For the manuscripts that had several samples all in different fasta files I just concatenate them and tried to import them like it says in importing docs. I keep getting an error that says:

sequences.fna is not a(n) QIIME1DemuxFormat file

Is that because my header reads:

S7.W2_0 M00232:79:000000000-D0MPC:1:1101:14471:1401 1:N:0:0 orig_bc=TCCGACACAATT new_bc=TCCGACACAATT bc_diffs=0

and it should read:

S7.W2_0 orig_bc=TCCGACACAATT new_bc=TCCGACACAATT bc_diffs=0

Do I just need to remove that center section?

Thanks so much for the help!

colinvwood · November 15, 2024, 8:58pm

Hello @hdoris,

I see. The issue could indeed be with the header, especially if the two headers are separated by a newline. The first line looks like a typical fastq header. Fasta headers usually begin with a > symbol, though I'm unsure off the top of my head if our fasta formats enforce this. Did the error provide any more detail or a python traceback?

hdoris · November 16, 2024, 1:39am

No the only information it gave for the error was:

There was a problem importing sequences.fna:

sequences.fna is not a(n) QIIME1DemuxFormat file

I will try to remove the middle part of the header to see if that works. The header does contain '>' at the start of each name and I am not sure why it was not seen in the forum post. I might have typed something wrong.

As for the forward and reverse fasta sequences how might I trick qiime2 to make it think it is a fastq file?

ebolyen · November 20, 2024, 7:07pm

It does seem the code is pretty light on the explanation when it errors:

github.com

qiime2/q2-types/blob/dev/q2_types/per_sample_sequences/_formats.py#L406-L448


      
          def _validate(self, filehandle, *, num_records):
              ids = set()
              for (header, seq), _ in zip(itertools.zip_longest(*[filehandle] * 2),
                                          range(num_records)):
                  if header is None or seq is None:
                      # Not exactly two lines per record.
                      raise Exception()
          
                  header = header.rstrip('\n')
                  seq = seq.rstrip('\n')
          
                  id = self._parse_id(header)
                  if id in ids:
                      # Duplicate header ID.
                      raise Exception()
          
                  self._validate_id(id)
                  self._validate_seq(seq)
          
                  ids.add(id)

This file has been truncated. show original

I actually don't think it's the middle section necessarily, as it uses a str.split() which should ignore everything after the first space.

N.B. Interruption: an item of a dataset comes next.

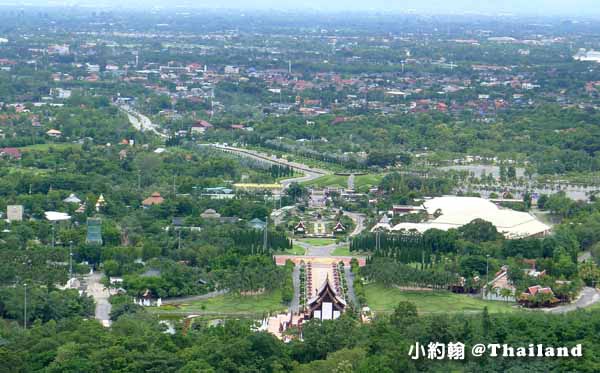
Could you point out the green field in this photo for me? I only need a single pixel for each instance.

It's possible there's a duplicate ID, or the number after the first _ isn't increasing to keep the reads unique.

I think the goal should be to use vsearch dereplicate-sequences which accepts SampleData[Sequences]. Downside, we don't have a method which joins reads without quality scores. So you may need to find a tool to do that.

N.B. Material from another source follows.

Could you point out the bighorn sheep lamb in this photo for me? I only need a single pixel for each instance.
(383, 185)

Sorry I don't know if that's super helpful. I would also support the concept of laundering in quality scores so you can get past the import step. Just don't run anything that would concider them after the fact (i.e. only use dereplicate-sequences and then proceed to your strategy in the other thread)

system · December 22, 2024, 1:08am

This topic was automatically closed 31 days after the last reply. New replies are no longer allowed.